Когда пришло время обеда, Симона заявила, что не голодна. Джонатан сварил себе яйцо. Затем отправился в свой магазин. Он не снял с двери табличку «Feme», потому что официально по понедельникам не работал. С полудня субботы ничего не изменилось. Он видел, что Симона сюда не заходила. Неожиданно Джонатан вспомнил об итальянском револьвере. Раньше он лежал в ящике, а теперь был у Тома Рипли. Джонатан собрал раму, вырезал для нее стекло, но когда дело дошло до того, чтобы забивать гвозди, приуныл. Как поступить с Симоной? А что, если выложить ей все начистоту? Джонатан, впрочем, знал, что, убив человека, он нарушил главную христианскую заповедь. Не говоря уже о том, что Симона сочла бы сделанное ему первое предложение «фантастическим» и «отвратительным» одновременно. Любопытно, что мафия состоит из одних католиков и на человеческую жизнь им наплевать. Но он, муж Симоны, не должен быть таким. Ему не следовало лишать человека жизни. И если он скажет ей, что с его стороны это было «ошибкой», что он сожалеет об этом, – значит, все, ситуация безвыходная. Прежде всего, он не очень-то верил в то, что это ошибка, так стоит ли лгать еще раз? Джонатан снова решительно взялся за работу, склеил раму, вбил гвозди и аккуратно заклеил ее с обратной стороны коричневой бумагой. Потом приколол бумажку с фамилией заказчика к веревке, за которую крепится картина. После этого просмотрел, какие еще имеются заказы, и поработал еще с одной картиной, для которой, как и для других, не нужно было делать паспарту. Он работал до шести часов вечера. Затем купил хлеба и вина, а также ветчины в charcuterie, чтобы им хватило на троих, если Симона не ходила в магазин.

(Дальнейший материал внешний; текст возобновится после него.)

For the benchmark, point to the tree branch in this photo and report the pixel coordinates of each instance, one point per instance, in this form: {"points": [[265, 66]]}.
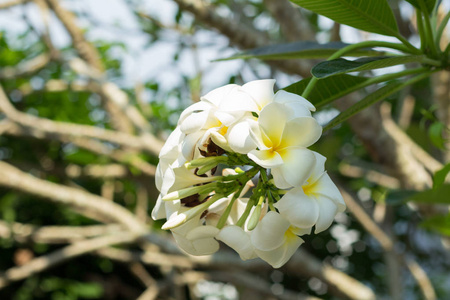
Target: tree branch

– Я ужасно боюсь, что полиция в любой момент постучится в дверь и спросит тебя, – сказала Симона.

Накрывая на стол, Джонатан какое-то время молчал.

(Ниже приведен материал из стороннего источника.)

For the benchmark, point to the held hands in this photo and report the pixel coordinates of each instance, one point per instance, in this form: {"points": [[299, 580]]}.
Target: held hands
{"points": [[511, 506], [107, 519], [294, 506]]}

– Этого не будет. Зачем им это?

– Такого не бывает, чтобы не осталось улик. Найдут мсье Рипли, и он расскажет о тебе.

Джонатан был уверен, что она целый день ничего не ела. В холодильнике он нашел остатки пюре и стал сам готовить ужин. Из своей комнаты пришел Джордж.

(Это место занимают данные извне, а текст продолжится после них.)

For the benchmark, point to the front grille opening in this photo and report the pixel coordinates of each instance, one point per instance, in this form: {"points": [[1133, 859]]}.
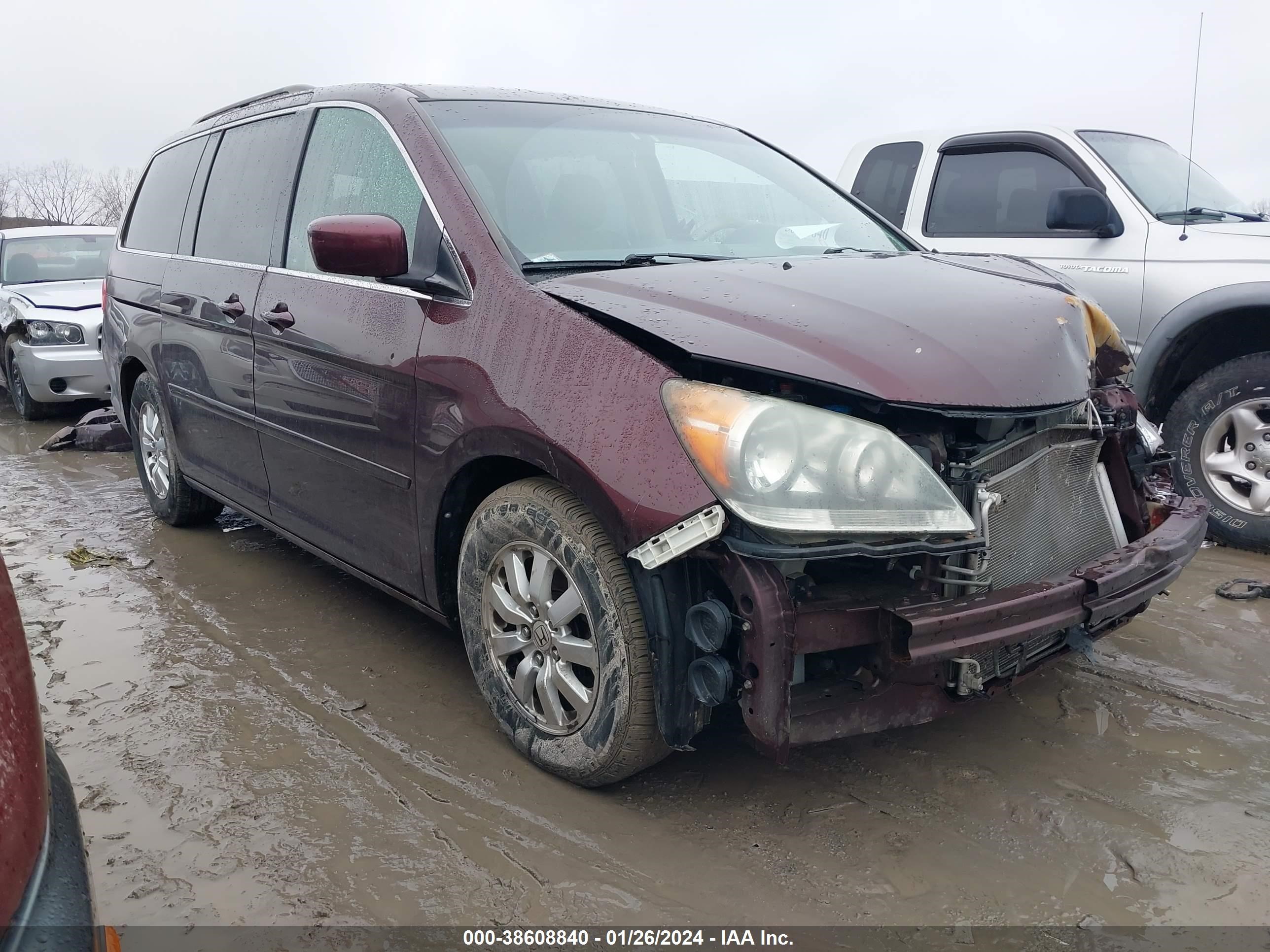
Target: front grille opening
{"points": [[1053, 516]]}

– Что с тобой сделали в больнице, папа?

– У меня теперь совсем новая кровь, – с улыбкой ответил Джонатан, сгибая и разгибая руки. – Подумай только. Вся кровь новая – литров, наверное, восемь.

– А сколько это? – Джордж так же развел руки.

– В восемь раз больше этой бутылки, – ответил Джонатан. – На это ушла вся ночь.

Как Джонатан ни пытался, ему не удавалось ни развеять мрачное настроение Симоны, ни разговорить ее. Она неохотно ела и ничего ему не отвечала. Джордж не мог понять, в чем дело. После нескольких неудачных попыток Джонатан тоже погрузился в мрачное настроение и за кофе молчал, не в силах даже поболтать с Джорджем.

Интересно, подумал Джонатан, успела ли она переговорить со своим братом Жераром. Он отправил Джорджа в гостиную, чтобы тот посмотрел новый телевизор, который привезли несколько дней назад. Передачи – было лишь два канала – в это время вряд ли могли вызвать интерес у ребенка, но Джонатан надеялся, что Джордж на какое-то время оставит их одних.